Oversample rows with rare SELFIES tokens:
```
python scripts/get_overall_token_counts train.csv token_counts.json
python scripts/duplicate_samples_given_token_frequencies.py train.csv \
                                                            --a 1e-5 \
                                                            --token_counts token_counts.json
```




## Dataset

The raw dataset used for training and evaluation is hosted on Zenodo: [10.5281/zenodo.17277040](https://doi.org/10.5281/zenodo.17277040). It contains standardized SMILES, SELFIES, and raw molecular property values.
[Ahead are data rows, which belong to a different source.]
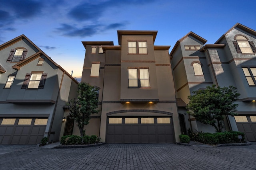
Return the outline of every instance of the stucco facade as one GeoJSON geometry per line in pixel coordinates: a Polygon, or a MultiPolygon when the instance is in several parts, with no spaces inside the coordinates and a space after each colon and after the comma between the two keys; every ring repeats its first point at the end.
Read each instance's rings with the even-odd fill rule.
{"type": "MultiPolygon", "coordinates": [[[[225,117],[224,130],[244,132],[247,140],[256,141],[256,32],[238,23],[214,44],[206,41],[190,32],[177,41],[171,52],[176,97],[188,104],[187,96],[192,92],[207,86],[236,87],[241,94],[236,102],[238,115],[236,119],[225,117]]],[[[178,112],[186,115],[184,109],[178,112]]],[[[187,127],[214,132],[212,127],[186,116],[187,127]]]]}
{"type": "Polygon", "coordinates": [[[0,46],[0,143],[59,140],[78,82],[24,35],[0,46]]]}

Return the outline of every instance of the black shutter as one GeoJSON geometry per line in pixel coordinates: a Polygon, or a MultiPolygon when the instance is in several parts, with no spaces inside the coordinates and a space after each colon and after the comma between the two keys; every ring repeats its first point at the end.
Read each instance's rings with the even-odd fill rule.
{"type": "Polygon", "coordinates": [[[26,56],[27,55],[27,53],[28,53],[28,49],[25,49],[24,50],[23,50],[22,54],[21,55],[21,58],[20,59],[21,61],[22,61],[22,60],[24,60],[25,59],[26,56]]]}
{"type": "Polygon", "coordinates": [[[253,42],[252,41],[249,41],[249,43],[250,44],[250,45],[251,46],[252,49],[252,51],[253,51],[253,53],[256,53],[256,47],[255,47],[255,46],[254,45],[254,44],[253,43],[253,42]]]}
{"type": "Polygon", "coordinates": [[[44,73],[42,74],[42,77],[41,77],[41,80],[40,80],[40,82],[39,83],[39,86],[38,86],[38,89],[42,89],[44,88],[44,84],[45,83],[45,80],[46,80],[47,76],[47,73],[44,73]]]}
{"type": "Polygon", "coordinates": [[[234,45],[235,46],[235,48],[236,48],[236,52],[237,52],[237,53],[242,54],[242,51],[241,51],[241,49],[240,49],[240,47],[239,47],[238,43],[237,43],[237,42],[233,41],[233,43],[234,43],[234,45]]]}
{"type": "Polygon", "coordinates": [[[24,81],[23,82],[23,84],[22,84],[22,86],[21,87],[22,89],[25,89],[27,88],[27,86],[29,82],[29,78],[30,77],[30,75],[31,75],[30,73],[27,73],[26,74],[24,81]]]}
{"type": "Polygon", "coordinates": [[[11,50],[11,52],[10,53],[8,59],[7,59],[7,60],[6,60],[6,62],[10,62],[10,61],[11,61],[11,60],[12,60],[12,59],[13,56],[14,55],[15,52],[15,49],[12,49],[12,50],[11,50]]]}

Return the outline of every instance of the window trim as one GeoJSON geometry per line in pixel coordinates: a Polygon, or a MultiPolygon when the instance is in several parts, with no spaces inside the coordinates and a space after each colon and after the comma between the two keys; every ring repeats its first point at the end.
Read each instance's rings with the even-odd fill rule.
{"type": "Polygon", "coordinates": [[[200,49],[201,49],[201,46],[200,45],[184,45],[184,48],[185,49],[185,51],[198,51],[198,50],[200,50],[200,49]],[[186,49],[186,47],[188,47],[189,49],[186,49]],[[191,47],[194,47],[195,49],[191,49],[191,47]],[[199,47],[199,49],[196,49],[196,47],[199,47]]]}
{"type": "Polygon", "coordinates": [[[8,78],[7,78],[7,80],[6,80],[6,82],[5,83],[5,85],[4,86],[4,89],[9,89],[11,88],[11,87],[12,87],[12,83],[13,83],[13,82],[14,80],[14,79],[15,79],[15,76],[16,76],[16,75],[14,75],[14,74],[10,74],[9,76],[8,76],[8,78]],[[10,82],[10,81],[8,81],[8,80],[9,80],[9,78],[10,77],[14,77],[13,78],[13,79],[12,79],[12,82],[11,83],[11,85],[10,85],[9,87],[6,87],[6,84],[7,84],[7,82],[10,82]]]}
{"type": "Polygon", "coordinates": [[[128,55],[134,55],[134,54],[136,54],[136,55],[148,55],[148,41],[147,40],[127,40],[128,41],[128,43],[127,43],[127,46],[128,46],[128,50],[127,51],[127,53],[128,54],[128,55]],[[136,47],[129,47],[129,42],[136,42],[136,47]],[[141,42],[146,42],[146,47],[139,47],[139,43],[141,43],[141,42]],[[129,48],[136,48],[136,53],[129,53],[129,48]],[[146,53],[140,53],[140,48],[146,48],[146,53]]]}
{"type": "Polygon", "coordinates": [[[128,88],[150,88],[150,77],[149,74],[149,68],[148,67],[128,67],[127,69],[127,72],[128,73],[128,88]],[[137,69],[137,80],[138,82],[137,86],[129,86],[129,80],[130,79],[134,80],[136,79],[134,78],[129,78],[129,69],[137,69]],[[142,80],[148,80],[149,82],[149,86],[141,86],[141,84],[140,82],[140,70],[141,69],[147,69],[148,72],[148,79],[142,79],[142,80]]]}
{"type": "Polygon", "coordinates": [[[249,87],[256,87],[256,78],[254,77],[256,77],[256,76],[254,76],[252,74],[252,72],[251,70],[251,68],[256,68],[256,66],[241,66],[242,71],[244,73],[244,76],[245,77],[245,79],[246,80],[246,82],[248,84],[248,85],[249,87]],[[244,71],[244,70],[243,68],[247,68],[248,69],[248,71],[249,71],[249,73],[250,73],[250,76],[246,76],[245,75],[245,73],[244,71]],[[248,80],[247,80],[247,79],[246,78],[247,77],[249,77],[252,78],[252,81],[254,84],[254,85],[250,85],[249,84],[249,82],[248,82],[248,80]]]}

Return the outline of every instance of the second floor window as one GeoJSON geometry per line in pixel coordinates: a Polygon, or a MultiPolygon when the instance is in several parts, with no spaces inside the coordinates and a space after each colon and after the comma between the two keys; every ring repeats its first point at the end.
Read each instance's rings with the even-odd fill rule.
{"type": "Polygon", "coordinates": [[[142,41],[128,41],[128,53],[147,54],[147,42],[142,41]]]}

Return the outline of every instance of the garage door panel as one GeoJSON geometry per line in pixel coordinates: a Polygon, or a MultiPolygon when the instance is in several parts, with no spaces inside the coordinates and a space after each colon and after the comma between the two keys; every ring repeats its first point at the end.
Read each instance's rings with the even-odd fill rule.
{"type": "Polygon", "coordinates": [[[20,141],[20,135],[16,135],[12,137],[12,142],[11,144],[18,144],[20,141]]]}
{"type": "Polygon", "coordinates": [[[5,132],[7,128],[7,127],[6,127],[6,126],[0,127],[0,135],[2,135],[4,134],[5,133],[5,132]]]}

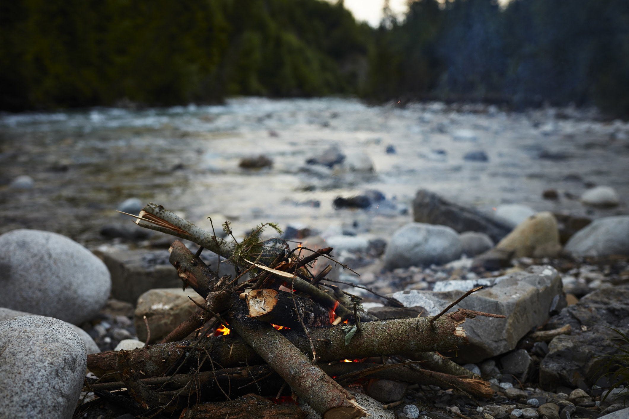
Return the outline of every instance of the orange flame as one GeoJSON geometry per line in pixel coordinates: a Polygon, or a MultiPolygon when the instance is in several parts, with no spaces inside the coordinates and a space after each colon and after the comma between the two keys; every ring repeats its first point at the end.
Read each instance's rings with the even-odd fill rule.
{"type": "Polygon", "coordinates": [[[214,333],[214,335],[218,336],[221,334],[223,334],[223,335],[225,336],[225,335],[230,334],[230,332],[231,332],[231,330],[227,329],[225,326],[222,326],[216,329],[216,331],[214,333]]]}

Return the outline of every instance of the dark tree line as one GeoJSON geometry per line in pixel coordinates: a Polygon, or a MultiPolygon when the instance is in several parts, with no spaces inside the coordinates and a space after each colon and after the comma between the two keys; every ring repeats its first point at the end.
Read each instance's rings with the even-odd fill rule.
{"type": "Polygon", "coordinates": [[[352,94],[629,114],[629,1],[0,0],[0,109],[352,94]]]}

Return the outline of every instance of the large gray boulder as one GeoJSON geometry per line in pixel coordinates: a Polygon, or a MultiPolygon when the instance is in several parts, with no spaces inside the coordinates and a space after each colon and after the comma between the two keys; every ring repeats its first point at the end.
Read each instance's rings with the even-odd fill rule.
{"type": "Polygon", "coordinates": [[[449,227],[411,222],[393,234],[384,264],[388,269],[445,264],[459,259],[462,251],[459,234],[449,227]]]}
{"type": "Polygon", "coordinates": [[[413,201],[413,219],[418,222],[447,226],[462,233],[485,233],[494,242],[509,234],[511,226],[475,209],[450,202],[437,193],[421,189],[413,201]]]}
{"type": "Polygon", "coordinates": [[[159,342],[196,311],[197,306],[190,298],[199,304],[204,300],[192,288],[158,288],[149,290],[138,298],[138,305],[133,313],[138,339],[147,340],[147,328],[144,316],[147,317],[151,331],[149,343],[159,342]]]}
{"type": "Polygon", "coordinates": [[[67,237],[26,229],[0,236],[0,307],[81,324],[111,288],[105,264],[67,237]]]}
{"type": "Polygon", "coordinates": [[[594,220],[572,236],[565,250],[577,256],[629,255],[629,215],[594,220]]]}
{"type": "MultiPolygon", "coordinates": [[[[26,313],[25,312],[18,312],[15,310],[11,310],[10,308],[4,308],[4,307],[0,307],[0,322],[4,322],[4,320],[9,320],[9,318],[13,318],[14,317],[18,317],[19,316],[32,316],[35,315],[32,313],[26,313]]],[[[87,354],[97,354],[101,352],[99,349],[98,346],[96,345],[96,342],[94,341],[92,337],[87,334],[87,332],[82,329],[79,326],[75,326],[71,323],[67,323],[64,322],[65,324],[70,326],[73,330],[76,332],[77,334],[79,335],[79,337],[81,340],[83,341],[85,344],[86,349],[87,350],[87,354]]]]}
{"type": "MultiPolygon", "coordinates": [[[[464,283],[464,281],[461,281],[464,283]]],[[[454,306],[486,313],[504,314],[506,318],[482,318],[463,325],[470,346],[459,352],[457,362],[477,362],[515,349],[518,341],[535,326],[544,324],[555,301],[555,309],[565,305],[561,278],[550,266],[531,266],[493,278],[486,288],[467,297],[454,306]]],[[[435,292],[401,291],[392,296],[404,307],[421,307],[423,315],[433,316],[460,297],[468,290],[435,292]]]]}
{"type": "Polygon", "coordinates": [[[70,419],[87,366],[85,344],[66,323],[42,316],[0,322],[0,416],[70,419]]]}

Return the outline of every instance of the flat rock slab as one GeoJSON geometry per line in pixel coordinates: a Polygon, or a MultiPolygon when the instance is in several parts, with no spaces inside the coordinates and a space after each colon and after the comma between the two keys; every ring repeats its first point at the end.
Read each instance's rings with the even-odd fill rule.
{"type": "MultiPolygon", "coordinates": [[[[553,299],[563,297],[561,278],[550,266],[531,266],[526,271],[493,279],[494,285],[478,291],[455,305],[486,313],[503,314],[506,318],[482,317],[463,325],[470,346],[459,352],[459,363],[477,362],[514,349],[518,341],[533,327],[544,324],[553,299]]],[[[445,292],[401,291],[392,294],[404,307],[421,307],[425,316],[438,314],[468,290],[445,292]]]]}
{"type": "Polygon", "coordinates": [[[21,316],[0,322],[0,412],[12,419],[70,419],[81,395],[85,344],[64,322],[21,316]]]}

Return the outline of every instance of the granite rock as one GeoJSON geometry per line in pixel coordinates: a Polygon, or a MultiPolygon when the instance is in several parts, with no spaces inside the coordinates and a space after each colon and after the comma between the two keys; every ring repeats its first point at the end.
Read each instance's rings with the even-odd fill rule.
{"type": "Polygon", "coordinates": [[[384,264],[389,269],[445,264],[459,259],[462,252],[459,234],[449,227],[411,222],[393,234],[384,264]]]}
{"type": "Polygon", "coordinates": [[[468,256],[475,256],[486,252],[494,247],[491,237],[485,233],[466,231],[459,236],[463,253],[468,256]]]}
{"type": "Polygon", "coordinates": [[[67,237],[26,229],[0,236],[0,307],[81,324],[111,288],[105,264],[67,237]]]}
{"type": "Polygon", "coordinates": [[[190,301],[191,297],[202,304],[204,300],[194,290],[187,288],[157,288],[149,290],[140,296],[133,313],[138,339],[145,342],[147,328],[144,316],[147,317],[151,332],[149,343],[159,342],[179,326],[192,313],[197,306],[190,301]]]}
{"type": "MultiPolygon", "coordinates": [[[[14,317],[17,317],[18,316],[32,316],[35,315],[32,313],[26,313],[25,312],[18,312],[14,310],[11,310],[9,308],[4,308],[3,307],[0,307],[0,322],[3,322],[6,320],[9,320],[9,318],[13,318],[14,317]]],[[[101,352],[100,349],[99,349],[98,346],[96,345],[96,342],[94,341],[92,337],[87,334],[87,332],[82,329],[79,326],[75,326],[71,323],[67,323],[64,322],[65,324],[70,326],[73,330],[76,332],[76,334],[79,335],[79,337],[81,338],[83,343],[85,344],[86,349],[87,350],[87,354],[97,354],[101,352]]]]}
{"type": "Polygon", "coordinates": [[[595,220],[570,238],[565,251],[576,256],[629,255],[629,215],[595,220]]]}
{"type": "MultiPolygon", "coordinates": [[[[548,318],[553,299],[560,296],[565,304],[561,278],[550,266],[533,266],[526,271],[494,278],[494,285],[477,291],[457,308],[504,314],[506,318],[484,318],[483,322],[467,321],[464,327],[470,346],[460,351],[459,363],[477,362],[515,349],[518,341],[534,326],[548,318]]],[[[421,307],[424,315],[438,313],[464,294],[463,290],[447,292],[410,290],[392,295],[407,307],[421,307]]]]}
{"type": "Polygon", "coordinates": [[[0,415],[70,419],[87,364],[85,344],[57,318],[0,322],[0,415]]]}
{"type": "Polygon", "coordinates": [[[619,202],[618,194],[608,186],[597,186],[588,189],[581,195],[581,202],[592,207],[615,207],[619,202]]]}

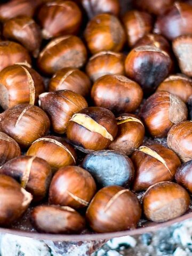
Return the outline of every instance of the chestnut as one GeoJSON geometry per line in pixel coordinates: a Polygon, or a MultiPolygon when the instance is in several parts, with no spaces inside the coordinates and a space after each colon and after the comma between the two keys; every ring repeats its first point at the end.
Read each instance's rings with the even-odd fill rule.
{"type": "Polygon", "coordinates": [[[144,103],[140,115],[153,137],[164,137],[174,124],[187,118],[185,103],[175,95],[159,91],[144,103]]]}
{"type": "Polygon", "coordinates": [[[35,156],[21,156],[12,159],[1,166],[0,173],[16,180],[32,194],[34,202],[45,197],[52,177],[50,165],[35,156]]]}
{"type": "Polygon", "coordinates": [[[134,48],[125,60],[127,76],[145,90],[154,92],[169,75],[172,60],[168,53],[157,47],[148,45],[134,48]]]}
{"type": "Polygon", "coordinates": [[[58,70],[49,84],[50,92],[69,90],[87,97],[91,91],[91,81],[85,73],[77,68],[65,68],[58,70]]]}
{"type": "Polygon", "coordinates": [[[42,78],[26,65],[10,66],[0,71],[0,104],[4,109],[21,103],[33,105],[44,90],[42,78]]]}
{"type": "Polygon", "coordinates": [[[140,146],[143,141],[145,127],[139,117],[131,114],[122,114],[116,118],[117,135],[109,148],[128,156],[140,146]]]}
{"type": "Polygon", "coordinates": [[[0,130],[14,139],[22,148],[46,135],[50,121],[40,108],[20,104],[0,114],[0,130]]]}
{"type": "Polygon", "coordinates": [[[134,167],[126,155],[113,150],[95,151],[86,156],[82,164],[100,187],[129,187],[134,177],[134,167]],[[121,170],[121,171],[119,171],[121,170]]]}
{"type": "Polygon", "coordinates": [[[125,28],[127,43],[132,47],[137,42],[153,28],[151,16],[147,12],[139,11],[128,11],[122,18],[125,28]]]}
{"type": "Polygon", "coordinates": [[[89,60],[86,72],[91,80],[95,82],[106,75],[125,75],[125,56],[123,53],[102,51],[89,60]]]}
{"type": "Polygon", "coordinates": [[[175,94],[186,103],[192,95],[192,80],[182,74],[171,75],[159,84],[157,91],[175,94]]]}
{"type": "Polygon", "coordinates": [[[45,39],[77,34],[82,18],[81,11],[74,2],[63,0],[45,3],[37,14],[45,39]]]}
{"type": "Polygon", "coordinates": [[[96,193],[95,182],[89,172],[78,166],[59,169],[53,176],[49,200],[52,204],[74,209],[87,206],[96,193]]]}
{"type": "Polygon", "coordinates": [[[5,38],[18,42],[37,57],[42,38],[40,28],[33,19],[21,16],[8,20],[4,24],[3,34],[5,38]]]}
{"type": "Polygon", "coordinates": [[[163,181],[150,187],[143,197],[145,215],[152,221],[162,222],[179,217],[189,207],[190,197],[176,183],[163,181]]]}
{"type": "Polygon", "coordinates": [[[107,148],[117,133],[114,114],[99,107],[84,108],[69,121],[67,136],[76,147],[84,152],[107,148]]]}
{"type": "Polygon", "coordinates": [[[87,25],[84,37],[92,54],[101,51],[120,52],[125,42],[125,33],[120,21],[108,13],[93,18],[87,25]]]}
{"type": "Polygon", "coordinates": [[[85,227],[85,219],[68,206],[36,206],[31,212],[30,220],[37,230],[45,233],[78,233],[85,227]]]}
{"type": "Polygon", "coordinates": [[[44,92],[39,98],[39,106],[47,113],[53,131],[58,133],[64,133],[72,116],[88,107],[81,95],[67,90],[44,92]]]}
{"type": "Polygon", "coordinates": [[[167,135],[167,145],[182,162],[192,159],[192,121],[175,124],[167,135]]]}
{"type": "Polygon", "coordinates": [[[46,136],[37,139],[30,147],[27,156],[35,156],[46,160],[53,171],[66,165],[75,164],[75,149],[62,138],[46,136]]]}
{"type": "Polygon", "coordinates": [[[133,112],[141,104],[143,92],[136,82],[121,75],[106,75],[97,80],[91,98],[97,107],[116,113],[133,112]]]}
{"type": "Polygon", "coordinates": [[[118,186],[100,190],[86,212],[91,228],[100,233],[135,228],[141,215],[141,206],[136,195],[118,186]]]}
{"type": "Polygon", "coordinates": [[[40,53],[37,65],[45,74],[53,75],[61,68],[82,67],[86,58],[86,50],[82,40],[68,35],[51,41],[40,53]]]}
{"type": "Polygon", "coordinates": [[[157,18],[154,31],[169,40],[173,40],[179,36],[191,34],[191,5],[185,3],[175,2],[167,12],[157,18]]]}
{"type": "Polygon", "coordinates": [[[135,168],[134,191],[147,189],[160,181],[171,181],[181,162],[176,154],[161,145],[140,147],[131,156],[135,168]]]}
{"type": "Polygon", "coordinates": [[[25,212],[31,195],[12,178],[0,174],[0,225],[10,226],[25,212]]]}
{"type": "Polygon", "coordinates": [[[4,68],[13,64],[26,63],[31,61],[27,50],[20,44],[11,41],[0,41],[0,71],[4,68]]]}

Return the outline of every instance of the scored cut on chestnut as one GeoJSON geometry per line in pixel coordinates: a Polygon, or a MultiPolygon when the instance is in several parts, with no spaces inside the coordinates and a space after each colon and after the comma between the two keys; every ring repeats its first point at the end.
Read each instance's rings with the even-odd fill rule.
{"type": "Polygon", "coordinates": [[[89,205],[96,189],[95,182],[89,172],[78,166],[66,166],[53,176],[49,201],[52,204],[78,209],[89,205]]]}
{"type": "Polygon", "coordinates": [[[101,233],[135,228],[141,215],[135,194],[122,187],[110,186],[96,194],[87,209],[86,218],[94,231],[101,233]]]}

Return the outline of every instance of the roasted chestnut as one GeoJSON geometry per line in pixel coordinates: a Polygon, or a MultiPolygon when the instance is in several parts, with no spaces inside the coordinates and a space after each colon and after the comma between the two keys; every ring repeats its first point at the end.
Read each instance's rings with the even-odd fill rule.
{"type": "Polygon", "coordinates": [[[59,90],[70,90],[86,97],[91,91],[91,81],[84,72],[77,68],[63,68],[53,75],[49,85],[50,92],[59,90]]]}
{"type": "Polygon", "coordinates": [[[0,174],[0,225],[10,226],[27,209],[31,195],[11,177],[0,174]]]}
{"type": "Polygon", "coordinates": [[[33,195],[35,202],[45,196],[52,177],[50,165],[35,156],[21,156],[12,159],[1,166],[0,173],[16,180],[33,195]]]}
{"type": "Polygon", "coordinates": [[[43,28],[43,37],[49,39],[78,33],[82,13],[73,1],[52,0],[41,6],[37,18],[43,28]]]}
{"type": "Polygon", "coordinates": [[[147,189],[160,181],[171,181],[181,162],[176,154],[160,145],[142,146],[131,156],[135,168],[133,189],[147,189]]]}
{"type": "Polygon", "coordinates": [[[128,156],[142,143],[145,127],[141,119],[135,115],[122,114],[116,118],[117,135],[109,148],[128,156]]]}
{"type": "Polygon", "coordinates": [[[167,145],[182,162],[192,159],[192,121],[181,122],[169,132],[167,145]]]}
{"type": "Polygon", "coordinates": [[[147,12],[128,11],[122,19],[130,47],[133,46],[139,39],[149,33],[153,28],[152,17],[147,12]]]}
{"type": "Polygon", "coordinates": [[[50,126],[46,113],[38,107],[29,104],[17,105],[0,114],[0,130],[23,148],[46,135],[50,126]]]}
{"type": "Polygon", "coordinates": [[[121,75],[106,75],[94,83],[91,98],[97,107],[115,113],[133,112],[141,104],[143,92],[136,82],[121,75]]]}
{"type": "Polygon", "coordinates": [[[171,75],[160,84],[157,91],[166,91],[186,102],[192,95],[192,80],[182,74],[171,75]]]}
{"type": "Polygon", "coordinates": [[[81,39],[75,36],[65,36],[53,39],[45,46],[39,54],[37,64],[43,73],[53,75],[61,68],[82,67],[86,58],[86,50],[81,39]]]}
{"type": "Polygon", "coordinates": [[[99,190],[86,212],[90,227],[98,233],[135,228],[141,215],[141,206],[136,195],[118,186],[99,190]]]}
{"type": "Polygon", "coordinates": [[[88,107],[81,95],[67,90],[44,92],[39,98],[39,106],[47,113],[53,131],[58,133],[64,133],[72,116],[88,107]]]}
{"type": "Polygon", "coordinates": [[[44,90],[42,78],[26,65],[10,66],[0,71],[0,104],[4,109],[21,103],[34,105],[44,90]]]}
{"type": "Polygon", "coordinates": [[[149,94],[167,76],[172,60],[167,52],[147,45],[134,48],[128,54],[125,65],[127,76],[149,94]]]}
{"type": "Polygon", "coordinates": [[[119,52],[125,42],[125,33],[115,16],[105,13],[90,21],[84,32],[88,48],[92,54],[101,51],[119,52]]]}
{"type": "Polygon", "coordinates": [[[31,18],[21,16],[8,20],[4,24],[3,36],[7,39],[18,42],[35,58],[37,57],[42,34],[40,28],[31,18]]]}
{"type": "Polygon", "coordinates": [[[75,114],[67,129],[67,136],[79,149],[89,152],[107,148],[117,133],[114,114],[108,109],[91,107],[75,114]]]}
{"type": "Polygon", "coordinates": [[[189,207],[190,197],[176,183],[164,181],[150,187],[143,197],[144,213],[152,221],[162,222],[179,217],[189,207]]]}
{"type": "Polygon", "coordinates": [[[68,206],[37,206],[31,212],[30,220],[37,230],[45,233],[76,233],[85,227],[85,219],[68,206]]]}
{"type": "Polygon", "coordinates": [[[15,63],[30,64],[30,57],[26,50],[19,44],[10,41],[0,41],[0,71],[15,63]]]}
{"type": "Polygon", "coordinates": [[[89,172],[81,167],[67,166],[54,175],[49,200],[52,204],[79,209],[87,206],[95,193],[95,182],[89,172]]]}
{"type": "Polygon", "coordinates": [[[111,185],[129,187],[134,177],[134,167],[131,161],[120,152],[113,150],[93,152],[86,156],[82,165],[92,175],[100,187],[111,185]]]}
{"type": "Polygon", "coordinates": [[[53,171],[61,167],[75,164],[75,149],[62,138],[47,136],[34,142],[27,156],[35,156],[46,160],[53,171]]]}
{"type": "Polygon", "coordinates": [[[153,137],[164,137],[174,124],[187,120],[187,108],[175,95],[159,91],[147,100],[140,115],[153,137]]]}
To process it for training:
```
python scripts/preprocess_properties.py train.parquet \
                                        --properties_to_clip Kappa2 Kappa3 \
                                        --properties MolWt MolLogP TPSA BertzCT Kappa1 Kappa2_clipped Kappa3_clipped \
                                        --output_stats property_statistics.json
python scripts/get_overall_token_counts train.parquet token_counts.json
python scripts/split_random_train_test.py train.parquet \
                                        --test_size 0.2 \
                                        --output_train train_train.parquet \
                                        --output_test train_validation.parquet
python scripts/duplicate_samples_given_token_frequencies.py train_train.parquet \
                                                            --a 1e-5 \
                                                            --token_counts token_counts.json
```



## Support

Found a bug? Have a feature request? Use the [issues tab](../../issues)!
We welcome feedback.



## License

This project is licensed under the MIT License.
See the [LICENSE](LICENSE.txt) file for details.